Cheyne was also modest about seeing her work on show, but said her mum was very proud of her.

She said the project gave her a taste for creative control and strengthened her ties with friends.

“Taking the photos was great because I could give people my take on the community. It was also fun to enjoy the experience with my friends,” she said.

Schöne-Salter has worked with disadvantaged young women and preschoolers in the past, but this is her first project involving high school students.

“I really enjoyed working with the students and found it very rewarding.
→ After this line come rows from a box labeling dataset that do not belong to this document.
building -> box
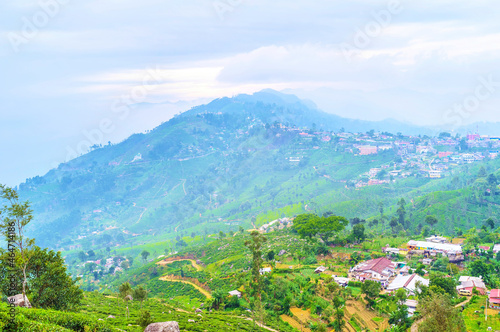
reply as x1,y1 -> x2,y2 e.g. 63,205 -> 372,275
488,289 -> 500,310
407,240 -> 462,254
351,257 -> 396,286
425,235 -> 448,243
405,300 -> 418,317
358,145 -> 378,156
229,290 -> 241,298
429,169 -> 441,179
333,276 -> 349,287
438,151 -> 453,158
314,266 -> 326,273
457,276 -> 486,295
387,273 -> 429,295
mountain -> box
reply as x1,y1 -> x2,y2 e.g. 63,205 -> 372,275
15,90 -> 496,250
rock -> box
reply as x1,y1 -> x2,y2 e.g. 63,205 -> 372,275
7,294 -> 31,308
144,322 -> 180,332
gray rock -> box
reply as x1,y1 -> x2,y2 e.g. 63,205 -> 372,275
7,294 -> 31,308
144,322 -> 180,332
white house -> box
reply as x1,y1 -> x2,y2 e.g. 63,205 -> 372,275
387,273 -> 429,295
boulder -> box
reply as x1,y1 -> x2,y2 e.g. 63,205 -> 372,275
144,322 -> 180,332
7,294 -> 31,308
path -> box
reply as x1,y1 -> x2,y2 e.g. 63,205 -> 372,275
160,276 -> 212,299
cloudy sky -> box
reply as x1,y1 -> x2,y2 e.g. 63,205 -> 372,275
0,0 -> 500,185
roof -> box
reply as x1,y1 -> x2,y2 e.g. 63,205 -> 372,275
408,240 -> 462,252
490,289 -> 500,299
387,273 -> 429,292
460,280 -> 486,289
405,300 -> 418,308
354,257 -> 394,274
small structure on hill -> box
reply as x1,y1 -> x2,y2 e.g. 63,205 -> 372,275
229,290 -> 241,298
144,322 -> 181,332
351,257 -> 396,287
7,294 -> 31,308
488,289 -> 500,310
457,276 -> 486,295
314,266 -> 327,273
387,273 -> 429,295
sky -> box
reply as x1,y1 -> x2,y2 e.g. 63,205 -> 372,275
0,0 -> 500,186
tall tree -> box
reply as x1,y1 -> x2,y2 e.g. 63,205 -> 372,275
424,216 -> 438,227
118,282 -> 133,319
0,184 -> 35,303
396,198 -> 407,227
132,286 -> 148,309
141,250 -> 150,263
361,280 -> 380,308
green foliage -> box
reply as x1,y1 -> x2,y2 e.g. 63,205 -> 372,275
418,294 -> 466,332
293,214 -> 349,242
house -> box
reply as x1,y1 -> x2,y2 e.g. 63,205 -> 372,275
358,145 -> 378,156
387,273 -> 429,295
488,289 -> 500,310
314,266 -> 326,273
351,257 -> 396,287
407,240 -> 462,256
405,300 -> 418,317
457,276 -> 486,295
422,258 -> 432,265
425,235 -> 448,243
229,290 -> 241,298
333,276 -> 349,287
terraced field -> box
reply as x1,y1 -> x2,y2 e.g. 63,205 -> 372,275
280,315 -> 310,332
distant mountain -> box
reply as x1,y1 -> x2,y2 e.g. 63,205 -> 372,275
183,89 -> 435,135
19,90 -> 500,250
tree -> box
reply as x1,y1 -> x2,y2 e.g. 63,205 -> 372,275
132,286 -> 148,309
137,310 -> 153,329
351,224 -> 366,242
484,218 -> 495,229
361,280 -> 380,308
0,246 -> 83,310
78,251 -> 87,262
293,213 -> 349,242
332,296 -> 345,332
469,259 -> 491,284
118,282 -> 133,319
418,294 -> 466,332
266,250 -> 275,261
429,275 -> 457,296
141,250 -> 150,263
0,184 -> 35,303
245,231 -> 267,299
424,216 -> 438,227
396,198 -> 406,227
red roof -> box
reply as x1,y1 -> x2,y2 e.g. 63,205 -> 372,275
357,257 -> 394,274
490,289 -> 500,301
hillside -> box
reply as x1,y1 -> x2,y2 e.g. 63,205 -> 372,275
14,91 -> 500,251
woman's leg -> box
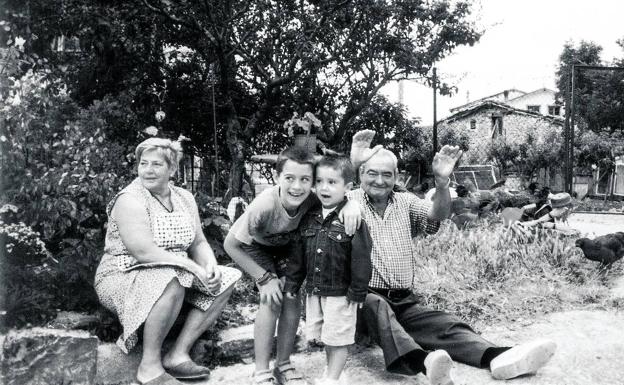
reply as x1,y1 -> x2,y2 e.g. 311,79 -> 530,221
163,285 -> 234,368
137,278 -> 184,382
325,345 -> 349,380
276,294 -> 301,366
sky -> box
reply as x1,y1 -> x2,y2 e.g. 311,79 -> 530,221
382,0 -> 624,124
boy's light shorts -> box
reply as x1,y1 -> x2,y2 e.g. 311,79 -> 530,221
306,294 -> 357,346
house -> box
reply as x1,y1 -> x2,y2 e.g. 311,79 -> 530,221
450,88 -> 565,117
438,99 -> 564,190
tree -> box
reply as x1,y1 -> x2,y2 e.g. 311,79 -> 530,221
2,0 -> 480,198
100,0 -> 479,198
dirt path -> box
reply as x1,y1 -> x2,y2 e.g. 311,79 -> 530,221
189,277 -> 624,385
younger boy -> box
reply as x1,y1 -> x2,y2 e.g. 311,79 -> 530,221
284,156 -> 372,385
224,147 -> 361,385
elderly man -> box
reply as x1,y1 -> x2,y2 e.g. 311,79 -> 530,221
349,130 -> 555,385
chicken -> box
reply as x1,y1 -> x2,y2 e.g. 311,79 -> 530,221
575,231 -> 624,265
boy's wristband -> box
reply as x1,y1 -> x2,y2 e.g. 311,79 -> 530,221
256,270 -> 277,286
436,177 -> 451,188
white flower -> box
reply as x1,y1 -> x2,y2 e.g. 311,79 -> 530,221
303,112 -> 321,127
15,36 -> 26,50
11,94 -> 22,106
143,126 -> 158,136
0,203 -> 19,213
156,111 -> 167,122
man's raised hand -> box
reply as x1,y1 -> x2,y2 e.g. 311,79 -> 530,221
350,130 -> 383,170
431,145 -> 462,178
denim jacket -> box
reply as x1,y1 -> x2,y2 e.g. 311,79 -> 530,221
284,198 -> 373,302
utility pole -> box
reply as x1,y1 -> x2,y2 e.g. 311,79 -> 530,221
563,64 -> 624,194
432,67 -> 438,156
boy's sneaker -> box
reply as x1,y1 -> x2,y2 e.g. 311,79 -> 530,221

Society seems to think youth don’t care about much, but my experience revealed the opposite,” she said.

“They really wanted to talk about the issues facing Kingswood and share it with anyone willing to listen.”

My Suburb, My Community is backed by RailCorp and is on display at Kingswood railway station.

Schöne-Salter chose this location because it is a prime position to catch the gaze of passing commuters.

She also believes public art at train stations serves a societal function.

“Research has shown that public art at train stations makes commuters feel safer and results in reduced crime rates,” she said.

The project is part of Penrith City Council’s ‘Magnetic Places’ Grants Program, and is funded by the council’s Neighbourhood Renewal Grant.

The program seeks to create invigorating public spaces and meeting places in the Penrith area.

It encompasses three streams: Community Collaborations, Creative Communities and Seeding Initiatives.

My Suburb, My Community belongs to the Creative Communities stream, which entails imaginative collaboration between a range of partners, and encourages innovative concepts.

The project has already been selected as part of the Head On Photo Festival—the world’s second largest photography festival.

Schöne-Salter believes the exhibition has worked because of its fusion of art and activism.

In particular, she advocates the use of ‘photovoice’—the combination of photographs and captions to propel social action.

                                                                                                Picture: Milica Nestorovic

“It’s been used in anti-gambling and anti-alcohol ad campaigns with great success,” she said.

“It is a great way to grab people’s attention and give them a different perspective, in this case an insight into a disadvantaged community group.”

According to Schöne-Salter, Penrith City Council have already expressed interest in a follow-up to My Suburb, My Community.

The exhibition is on display at Kingswood railway station until June 30.